Wednesday, January 27, 2010

III: 2

Chapter 3, Verse 2

“Your statements seem
To contradict each other.
They confuse my mind.
Therefore tell me plainly
By what path
May I attain
The Supreme?”

Sri Krishna Prem:

“Arjuna, in demanding a clear-cut intellectual presentation which shall be decisive and final, is looking for something which cannot be given. Krishna’s method is not to overwhelm the mind by demanding assent to an intellectual scheme clearly formulated once and for all. Such an assent would not lift the student above the level of the thinking mind. Rather, Krishna aims, by setting forth apparently conflicting but actually complementary aspects of truth, to force the student to transcend ordinary levels of thinking in favor of the higher intuitive knowledge of the pure Buddhi, the clear seeing of the discerning faculty not influenced by likes and dislikes, thus bringing to birth in the soul a new and synthetic wisdom which shall be built into one’s very being.

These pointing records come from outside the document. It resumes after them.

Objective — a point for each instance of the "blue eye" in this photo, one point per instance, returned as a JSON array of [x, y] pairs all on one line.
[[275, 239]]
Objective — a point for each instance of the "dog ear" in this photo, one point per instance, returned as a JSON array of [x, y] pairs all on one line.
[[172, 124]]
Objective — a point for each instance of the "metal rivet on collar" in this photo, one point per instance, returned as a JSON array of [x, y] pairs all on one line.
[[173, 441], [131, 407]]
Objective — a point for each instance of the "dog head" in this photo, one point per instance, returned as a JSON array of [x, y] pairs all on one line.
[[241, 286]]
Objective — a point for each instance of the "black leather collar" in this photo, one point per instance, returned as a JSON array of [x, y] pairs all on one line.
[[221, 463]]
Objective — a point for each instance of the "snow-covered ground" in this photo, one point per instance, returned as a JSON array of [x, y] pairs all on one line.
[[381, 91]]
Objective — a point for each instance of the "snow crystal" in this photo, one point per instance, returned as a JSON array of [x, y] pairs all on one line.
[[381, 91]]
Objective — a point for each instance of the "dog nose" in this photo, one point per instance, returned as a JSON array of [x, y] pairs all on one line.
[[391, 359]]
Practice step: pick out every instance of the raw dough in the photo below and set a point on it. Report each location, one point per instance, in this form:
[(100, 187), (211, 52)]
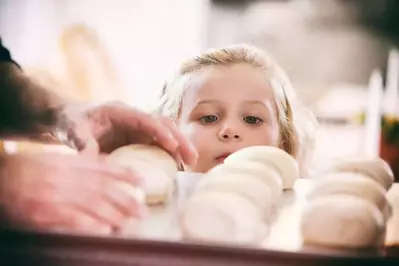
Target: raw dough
[(375, 168), (342, 221), (158, 184), (284, 163), (349, 183), (221, 217), (245, 185), (392, 235), (260, 171), (157, 157)]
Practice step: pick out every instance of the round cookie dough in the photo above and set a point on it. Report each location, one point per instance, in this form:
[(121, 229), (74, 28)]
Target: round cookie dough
[(158, 186), (244, 185), (375, 168), (221, 217), (285, 164), (260, 171), (342, 221)]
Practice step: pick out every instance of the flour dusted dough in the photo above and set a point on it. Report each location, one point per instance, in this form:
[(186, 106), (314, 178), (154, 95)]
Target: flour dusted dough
[(349, 183), (154, 155), (158, 181), (243, 185), (342, 221), (260, 171), (220, 217), (284, 163), (375, 168)]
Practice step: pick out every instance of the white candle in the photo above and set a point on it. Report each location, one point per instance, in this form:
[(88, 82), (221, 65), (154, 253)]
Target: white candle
[(391, 96), (373, 114)]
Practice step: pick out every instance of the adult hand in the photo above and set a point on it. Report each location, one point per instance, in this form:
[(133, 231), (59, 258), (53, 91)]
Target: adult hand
[(106, 127), (70, 192)]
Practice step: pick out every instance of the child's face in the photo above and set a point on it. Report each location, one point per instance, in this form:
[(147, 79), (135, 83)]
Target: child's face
[(225, 109)]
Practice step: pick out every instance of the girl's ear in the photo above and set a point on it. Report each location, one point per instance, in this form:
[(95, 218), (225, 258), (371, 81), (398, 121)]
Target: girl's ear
[(181, 167)]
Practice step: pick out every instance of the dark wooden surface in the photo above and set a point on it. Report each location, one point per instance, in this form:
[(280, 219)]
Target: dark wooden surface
[(28, 248)]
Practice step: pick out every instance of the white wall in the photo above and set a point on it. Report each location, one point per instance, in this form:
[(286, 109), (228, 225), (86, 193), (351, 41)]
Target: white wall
[(145, 38)]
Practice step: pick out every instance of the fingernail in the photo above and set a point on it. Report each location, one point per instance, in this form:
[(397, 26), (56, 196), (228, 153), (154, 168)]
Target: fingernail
[(173, 141), (143, 212)]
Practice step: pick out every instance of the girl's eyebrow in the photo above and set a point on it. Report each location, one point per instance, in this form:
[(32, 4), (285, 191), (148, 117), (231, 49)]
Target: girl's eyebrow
[(206, 101)]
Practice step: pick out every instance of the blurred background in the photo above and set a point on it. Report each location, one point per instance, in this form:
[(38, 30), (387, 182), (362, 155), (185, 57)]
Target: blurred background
[(125, 49)]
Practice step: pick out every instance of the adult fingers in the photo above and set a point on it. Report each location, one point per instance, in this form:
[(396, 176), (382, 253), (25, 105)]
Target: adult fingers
[(186, 150)]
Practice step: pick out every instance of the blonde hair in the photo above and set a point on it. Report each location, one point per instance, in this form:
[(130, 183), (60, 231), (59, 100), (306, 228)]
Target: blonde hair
[(297, 124)]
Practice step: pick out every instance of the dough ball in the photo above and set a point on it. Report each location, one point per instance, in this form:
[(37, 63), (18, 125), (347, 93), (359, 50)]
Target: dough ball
[(348, 183), (342, 221), (158, 186), (285, 164), (392, 234), (375, 168), (260, 171), (156, 156), (244, 185), (221, 217)]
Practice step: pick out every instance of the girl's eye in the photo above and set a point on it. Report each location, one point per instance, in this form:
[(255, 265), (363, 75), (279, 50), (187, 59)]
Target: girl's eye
[(253, 120), (207, 119)]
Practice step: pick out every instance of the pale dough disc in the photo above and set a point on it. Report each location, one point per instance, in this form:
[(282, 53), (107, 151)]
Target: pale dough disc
[(348, 183), (244, 185), (375, 168), (157, 185), (285, 164), (157, 157), (393, 196), (261, 171), (342, 221), (392, 234), (221, 217)]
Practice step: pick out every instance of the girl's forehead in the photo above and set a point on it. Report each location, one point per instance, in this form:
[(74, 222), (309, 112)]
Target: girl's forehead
[(240, 81)]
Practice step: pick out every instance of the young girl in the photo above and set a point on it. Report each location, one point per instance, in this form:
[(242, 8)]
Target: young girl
[(227, 99)]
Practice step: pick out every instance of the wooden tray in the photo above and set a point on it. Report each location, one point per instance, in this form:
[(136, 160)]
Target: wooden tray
[(159, 244), (25, 248)]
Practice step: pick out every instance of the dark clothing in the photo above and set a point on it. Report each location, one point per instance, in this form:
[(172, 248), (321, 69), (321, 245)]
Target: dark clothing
[(4, 53), (25, 108)]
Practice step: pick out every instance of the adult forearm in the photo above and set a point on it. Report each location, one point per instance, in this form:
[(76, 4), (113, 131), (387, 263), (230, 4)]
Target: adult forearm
[(26, 108)]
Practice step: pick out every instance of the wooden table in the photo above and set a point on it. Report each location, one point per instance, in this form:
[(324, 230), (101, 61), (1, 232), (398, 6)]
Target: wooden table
[(159, 244)]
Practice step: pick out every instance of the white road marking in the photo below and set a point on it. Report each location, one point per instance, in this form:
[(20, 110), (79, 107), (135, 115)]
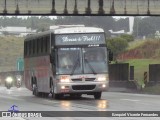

The Gita aims at setting forth the Yoga as a coherent whole, but in so doing, it is inevitable that the mind, which loves to pursue one train of thought to its logical conclusion regardless of others, should be brought up sharply from time to time and made to grasp the other sides as well.”

[Intellectual formulations of truth are helpful only if their limitations are recognized. These formulations are fraught with paradox due to the nature of language and discursive thought which divide and separate into component parts. It is when the mind becomes silent that spontaneous, intuitive promptings find their way to the surface of consciousness, embracing the components in a seamless oneness.]

Yongey Mingyur Rinpoche:

“Clarity is a sense of being able to see into the nature of things as though all reality were a landscape lit up on a brilliantly sunny day without clouds. Everything makes sense. Even disturbing thoughts and emotions have their place in this brilliant landscape.”

[Implicit in this understanding is an acceptance of all happenings, of what is, within and without.]